Me queda claro que, cuando en el ocaso del siglo XX acuñó el concepto drama sin audiencia

para referirse a una línea de trabajo escolar que emplea el drama como herramienta educativa

en el aula, el británico Gavin Bolton poco reparó en las verdaderas implicaciones

epistemológicas de semejante definición. Y no porque careciera de certeza, que ya en su

mentora Dorothy Heathcote se halla un exitoso método, denominado manto de experticia, que

omite por completo la presencia y, por lo mismo, la función del público teatral. Exitoso, claro,

en el sentido de que resulta muy apto para la adquisición y el desarrollo de competencias

sociales: los niños y niñas aprenden a trabajar en equipo para resolver desafíos, se familiarizan

con las estructuras jerárquicas y ponen en juego el cruce de valores en el inofensivo marco de

un simulador. No poca cosa, pero tampoco suficiente en los términos no ya del teatro, sino de

la teatralidad misma en tanto que género de representación. Nadie con dos dedos de frente

osaría poner en entredicho las funciones sociales del drama, siendo que la misma fuente del

drama se sitúa en la interacción de unas personas con otras.

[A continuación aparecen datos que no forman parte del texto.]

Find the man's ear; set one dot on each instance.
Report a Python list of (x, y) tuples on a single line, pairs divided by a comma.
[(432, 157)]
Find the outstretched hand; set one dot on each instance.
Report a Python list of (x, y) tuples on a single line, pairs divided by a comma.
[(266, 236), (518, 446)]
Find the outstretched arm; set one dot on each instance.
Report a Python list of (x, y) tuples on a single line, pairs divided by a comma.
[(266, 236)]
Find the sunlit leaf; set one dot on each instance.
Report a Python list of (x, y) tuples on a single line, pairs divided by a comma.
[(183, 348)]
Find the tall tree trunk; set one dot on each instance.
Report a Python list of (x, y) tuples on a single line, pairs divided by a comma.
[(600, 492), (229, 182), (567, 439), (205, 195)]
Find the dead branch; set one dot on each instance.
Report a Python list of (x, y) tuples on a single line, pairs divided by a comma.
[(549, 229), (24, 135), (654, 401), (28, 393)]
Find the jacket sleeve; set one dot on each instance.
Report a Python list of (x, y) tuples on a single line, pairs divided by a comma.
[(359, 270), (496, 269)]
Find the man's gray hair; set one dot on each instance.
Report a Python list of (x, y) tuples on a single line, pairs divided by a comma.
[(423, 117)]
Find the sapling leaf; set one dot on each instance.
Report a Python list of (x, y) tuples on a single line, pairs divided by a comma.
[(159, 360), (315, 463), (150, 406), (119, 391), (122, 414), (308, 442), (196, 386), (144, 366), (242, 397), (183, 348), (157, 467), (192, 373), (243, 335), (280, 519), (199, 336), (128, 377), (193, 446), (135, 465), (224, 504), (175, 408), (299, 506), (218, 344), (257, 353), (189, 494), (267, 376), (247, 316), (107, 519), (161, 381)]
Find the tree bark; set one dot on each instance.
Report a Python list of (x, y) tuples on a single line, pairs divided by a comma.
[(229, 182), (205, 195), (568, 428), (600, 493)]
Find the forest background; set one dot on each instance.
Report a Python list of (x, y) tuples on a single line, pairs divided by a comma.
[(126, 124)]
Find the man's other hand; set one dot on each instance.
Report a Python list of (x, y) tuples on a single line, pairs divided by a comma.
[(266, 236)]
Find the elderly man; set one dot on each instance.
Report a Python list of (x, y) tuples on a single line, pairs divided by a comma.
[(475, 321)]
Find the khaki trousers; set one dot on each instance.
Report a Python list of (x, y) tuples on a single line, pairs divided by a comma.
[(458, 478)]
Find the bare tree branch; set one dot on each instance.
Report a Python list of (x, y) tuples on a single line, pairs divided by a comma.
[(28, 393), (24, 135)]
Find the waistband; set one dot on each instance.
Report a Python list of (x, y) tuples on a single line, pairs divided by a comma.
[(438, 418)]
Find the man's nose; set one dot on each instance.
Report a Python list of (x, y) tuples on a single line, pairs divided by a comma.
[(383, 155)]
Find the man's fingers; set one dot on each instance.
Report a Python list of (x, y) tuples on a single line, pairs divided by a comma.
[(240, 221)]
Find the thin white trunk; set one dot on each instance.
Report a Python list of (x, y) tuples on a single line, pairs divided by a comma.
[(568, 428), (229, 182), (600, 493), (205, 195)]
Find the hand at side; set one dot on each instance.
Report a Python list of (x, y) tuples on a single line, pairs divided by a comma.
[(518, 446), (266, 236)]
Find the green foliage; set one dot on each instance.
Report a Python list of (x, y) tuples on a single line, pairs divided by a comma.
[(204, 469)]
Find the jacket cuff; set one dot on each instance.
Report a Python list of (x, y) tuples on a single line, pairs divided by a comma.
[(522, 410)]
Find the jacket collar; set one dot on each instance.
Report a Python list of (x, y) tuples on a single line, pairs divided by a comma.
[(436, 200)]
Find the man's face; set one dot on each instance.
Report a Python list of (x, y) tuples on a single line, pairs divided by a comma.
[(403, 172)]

Pero la teatralidad no termina ahí.

Ahí comienza, más bien, porque aún está llamada a desempeñar una función política en el

sentido más llano del término. Debe hacerse pública, vaya, de ahí que el espacio que le

corresponde sea el de la escena, donde el desempeño, la performanza, se sujeta

irremediablemente a la sanción de los espectadores. Y lo hace, ojo, en dos sentidos: el de la

presentación, donde, al margen de su carácter profesional o bien amateur, se evalúa la calidad

actoral, y el de la representación, cuando se califica la calidad de los personajes.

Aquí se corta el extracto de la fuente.